Sabahattin Ali’nin ölümsüz eseri Kuyucaklı Yusuf, Elips Kitap tarafından yeniden okuyucuyla buluşuyor. Roman, taşrada geçen çocukluk yıllarının zorluklarıyla yoğrulan, metanetli ve cesur bir karakter olan Yusuf’un hikayesini anlatıyor.
Yusuf’un yıllar içinde büyüttüğü, kalbinde derin bir sevgiye dönüşen Muazzez’e olan aşkı, romanın temelini oluşturuyor. Zamanın akışı içinde Yusuf’un gönlünde filizlenen bu sevda, roman boyunca okuyucuyu derinden etkiliyor.
Ancak hayat, Yusuf ve Muazzez için beklenmedik olaylarla dolu bir dönemece giriyor. Her şeyin bir anda değiştiği, bilinmezliklerle dolu gecelerin yaşandığı bir süreç başlıyor. Birlikte bir gelecek hayal eden Yusuf ve Muazzez’in kaderi, Selahattin Bey’in ölümüyle bambaşka bir yöne evriliyor ve onları ayrılık acısıyla dolu günlere sürüklüyor.

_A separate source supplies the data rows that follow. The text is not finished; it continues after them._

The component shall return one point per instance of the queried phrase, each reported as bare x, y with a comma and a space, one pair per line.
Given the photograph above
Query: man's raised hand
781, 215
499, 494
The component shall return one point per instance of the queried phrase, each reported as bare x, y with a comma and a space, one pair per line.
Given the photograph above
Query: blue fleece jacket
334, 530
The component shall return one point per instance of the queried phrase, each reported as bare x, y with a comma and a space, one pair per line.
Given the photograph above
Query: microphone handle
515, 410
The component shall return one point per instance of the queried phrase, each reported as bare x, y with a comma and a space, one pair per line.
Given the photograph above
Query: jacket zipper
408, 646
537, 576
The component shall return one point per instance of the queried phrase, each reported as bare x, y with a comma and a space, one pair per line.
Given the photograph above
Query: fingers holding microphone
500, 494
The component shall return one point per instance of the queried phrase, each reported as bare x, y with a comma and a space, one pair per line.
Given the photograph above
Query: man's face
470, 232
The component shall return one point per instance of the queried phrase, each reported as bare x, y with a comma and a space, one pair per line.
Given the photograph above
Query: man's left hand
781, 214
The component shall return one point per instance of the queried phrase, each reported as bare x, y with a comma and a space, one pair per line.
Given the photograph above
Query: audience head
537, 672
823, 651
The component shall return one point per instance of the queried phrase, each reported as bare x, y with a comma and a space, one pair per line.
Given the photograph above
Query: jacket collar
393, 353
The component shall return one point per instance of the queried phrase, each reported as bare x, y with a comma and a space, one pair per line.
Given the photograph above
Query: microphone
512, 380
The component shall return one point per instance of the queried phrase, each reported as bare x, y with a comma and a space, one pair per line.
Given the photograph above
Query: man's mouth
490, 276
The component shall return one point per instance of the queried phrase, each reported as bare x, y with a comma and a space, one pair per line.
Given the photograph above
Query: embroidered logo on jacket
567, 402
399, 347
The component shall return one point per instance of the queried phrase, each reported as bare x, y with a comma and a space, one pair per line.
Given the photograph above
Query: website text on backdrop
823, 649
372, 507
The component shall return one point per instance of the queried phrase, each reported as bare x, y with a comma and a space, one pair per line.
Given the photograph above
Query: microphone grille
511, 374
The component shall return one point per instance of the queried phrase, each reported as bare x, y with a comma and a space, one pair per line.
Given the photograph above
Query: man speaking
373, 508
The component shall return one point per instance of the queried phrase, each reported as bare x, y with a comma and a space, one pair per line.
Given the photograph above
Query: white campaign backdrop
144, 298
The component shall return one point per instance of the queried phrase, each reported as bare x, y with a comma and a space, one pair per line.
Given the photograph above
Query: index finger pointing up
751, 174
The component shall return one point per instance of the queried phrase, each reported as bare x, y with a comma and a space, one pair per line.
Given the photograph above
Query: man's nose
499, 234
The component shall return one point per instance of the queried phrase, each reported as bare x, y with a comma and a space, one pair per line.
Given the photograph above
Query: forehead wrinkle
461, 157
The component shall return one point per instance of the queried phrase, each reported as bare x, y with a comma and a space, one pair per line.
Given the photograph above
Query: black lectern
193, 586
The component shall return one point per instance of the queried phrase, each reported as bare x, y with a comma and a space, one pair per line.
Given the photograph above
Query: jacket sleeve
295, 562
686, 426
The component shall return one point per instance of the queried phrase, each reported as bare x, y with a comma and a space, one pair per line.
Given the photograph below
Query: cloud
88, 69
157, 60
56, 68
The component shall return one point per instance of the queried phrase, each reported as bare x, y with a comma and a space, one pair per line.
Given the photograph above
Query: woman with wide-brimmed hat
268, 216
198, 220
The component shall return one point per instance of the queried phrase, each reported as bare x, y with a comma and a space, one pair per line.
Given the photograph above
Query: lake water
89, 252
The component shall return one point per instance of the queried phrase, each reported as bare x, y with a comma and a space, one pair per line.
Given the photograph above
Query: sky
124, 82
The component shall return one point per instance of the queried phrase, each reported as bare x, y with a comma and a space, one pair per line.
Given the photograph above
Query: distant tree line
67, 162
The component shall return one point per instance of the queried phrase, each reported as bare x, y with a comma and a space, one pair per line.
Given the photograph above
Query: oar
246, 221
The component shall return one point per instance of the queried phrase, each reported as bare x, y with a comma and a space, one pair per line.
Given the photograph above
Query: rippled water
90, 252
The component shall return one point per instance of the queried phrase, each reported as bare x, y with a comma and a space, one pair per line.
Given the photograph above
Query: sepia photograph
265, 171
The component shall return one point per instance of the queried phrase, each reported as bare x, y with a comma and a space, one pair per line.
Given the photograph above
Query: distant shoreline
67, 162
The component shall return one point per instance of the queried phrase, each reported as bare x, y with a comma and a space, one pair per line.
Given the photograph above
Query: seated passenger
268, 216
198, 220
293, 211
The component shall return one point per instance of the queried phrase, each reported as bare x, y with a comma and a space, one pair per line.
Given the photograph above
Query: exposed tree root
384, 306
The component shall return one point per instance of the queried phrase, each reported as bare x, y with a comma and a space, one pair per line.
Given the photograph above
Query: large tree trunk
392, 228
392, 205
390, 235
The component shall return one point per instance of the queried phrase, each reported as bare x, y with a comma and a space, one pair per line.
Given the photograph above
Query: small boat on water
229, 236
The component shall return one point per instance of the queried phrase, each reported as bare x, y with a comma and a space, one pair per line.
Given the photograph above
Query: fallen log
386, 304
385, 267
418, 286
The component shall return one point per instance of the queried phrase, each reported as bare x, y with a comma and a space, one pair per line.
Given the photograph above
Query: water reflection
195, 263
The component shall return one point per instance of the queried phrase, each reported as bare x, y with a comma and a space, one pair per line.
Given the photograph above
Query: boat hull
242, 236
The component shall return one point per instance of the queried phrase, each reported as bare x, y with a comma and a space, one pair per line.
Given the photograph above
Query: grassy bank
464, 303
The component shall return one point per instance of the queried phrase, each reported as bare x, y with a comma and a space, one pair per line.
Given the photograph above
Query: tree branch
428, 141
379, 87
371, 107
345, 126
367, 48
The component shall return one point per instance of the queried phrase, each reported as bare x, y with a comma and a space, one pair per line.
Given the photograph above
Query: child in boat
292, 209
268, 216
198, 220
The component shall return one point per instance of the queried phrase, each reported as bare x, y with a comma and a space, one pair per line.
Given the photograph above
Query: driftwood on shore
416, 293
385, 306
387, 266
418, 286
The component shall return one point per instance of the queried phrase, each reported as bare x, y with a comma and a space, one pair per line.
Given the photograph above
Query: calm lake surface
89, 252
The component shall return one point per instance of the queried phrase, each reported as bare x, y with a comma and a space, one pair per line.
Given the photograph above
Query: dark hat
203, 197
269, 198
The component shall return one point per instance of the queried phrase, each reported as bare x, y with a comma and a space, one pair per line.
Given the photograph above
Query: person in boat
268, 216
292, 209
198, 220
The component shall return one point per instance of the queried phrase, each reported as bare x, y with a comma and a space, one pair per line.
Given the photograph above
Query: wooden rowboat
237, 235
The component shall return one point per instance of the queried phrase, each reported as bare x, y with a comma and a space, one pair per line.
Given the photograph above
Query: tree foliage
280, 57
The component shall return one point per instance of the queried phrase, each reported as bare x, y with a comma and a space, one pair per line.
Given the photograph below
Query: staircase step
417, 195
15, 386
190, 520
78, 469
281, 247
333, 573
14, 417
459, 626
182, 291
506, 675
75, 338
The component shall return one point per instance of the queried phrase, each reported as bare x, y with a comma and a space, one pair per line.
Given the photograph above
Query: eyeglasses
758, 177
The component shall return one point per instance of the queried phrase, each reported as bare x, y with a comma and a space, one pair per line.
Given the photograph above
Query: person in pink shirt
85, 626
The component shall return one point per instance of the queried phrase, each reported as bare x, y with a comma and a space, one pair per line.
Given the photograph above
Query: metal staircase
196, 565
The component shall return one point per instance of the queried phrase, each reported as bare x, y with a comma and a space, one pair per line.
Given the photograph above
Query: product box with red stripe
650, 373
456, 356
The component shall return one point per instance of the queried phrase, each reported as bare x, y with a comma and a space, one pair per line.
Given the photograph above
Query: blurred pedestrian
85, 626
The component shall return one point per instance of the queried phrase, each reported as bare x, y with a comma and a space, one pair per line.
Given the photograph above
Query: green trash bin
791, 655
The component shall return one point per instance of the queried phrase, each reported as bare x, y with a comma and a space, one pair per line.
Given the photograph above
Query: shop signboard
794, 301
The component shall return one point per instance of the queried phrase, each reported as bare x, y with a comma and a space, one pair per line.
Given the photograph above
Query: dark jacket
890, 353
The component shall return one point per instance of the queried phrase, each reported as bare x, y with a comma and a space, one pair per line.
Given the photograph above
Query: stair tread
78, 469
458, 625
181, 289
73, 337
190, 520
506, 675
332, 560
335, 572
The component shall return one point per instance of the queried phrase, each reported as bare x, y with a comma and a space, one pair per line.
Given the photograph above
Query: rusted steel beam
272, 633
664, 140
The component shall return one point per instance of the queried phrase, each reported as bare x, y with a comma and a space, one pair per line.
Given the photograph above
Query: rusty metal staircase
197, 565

Romandan bir alıntı, Yusuf ve Muazzez arasındaki derin bağı ve tutkuyu gözler önüne seriyor: “Ve gözlerini uzun müddet onun gözlerinden ayırmadı. Yusuf da ona bakıyor ve idarenin titrek ışığı vuran yüzünde yer yer ürpermeler oluyordu. Elini yavaşça uzatarak genç kızın saçlarını okşadı. O zaman Muazzez bu işareti bekliyormuş gibi doğruldu, Yusuf’un ellerini avuçlarının içine alarak “Kimi istiyorum, anladın mı?” dedi.” Bu satırlar, karakterlerin duygusal yoğunluğunu ve birbirlerine duydukları özlemi çarpıcı bir şekilde ifade ediyor. Kuyucaklı Yusuf, aşkın, umudun ve kaderin acımasızlığına dair unutulmaz bir roman olarak edebiyatseverlerin ilgisini çekmeye devam ediyor.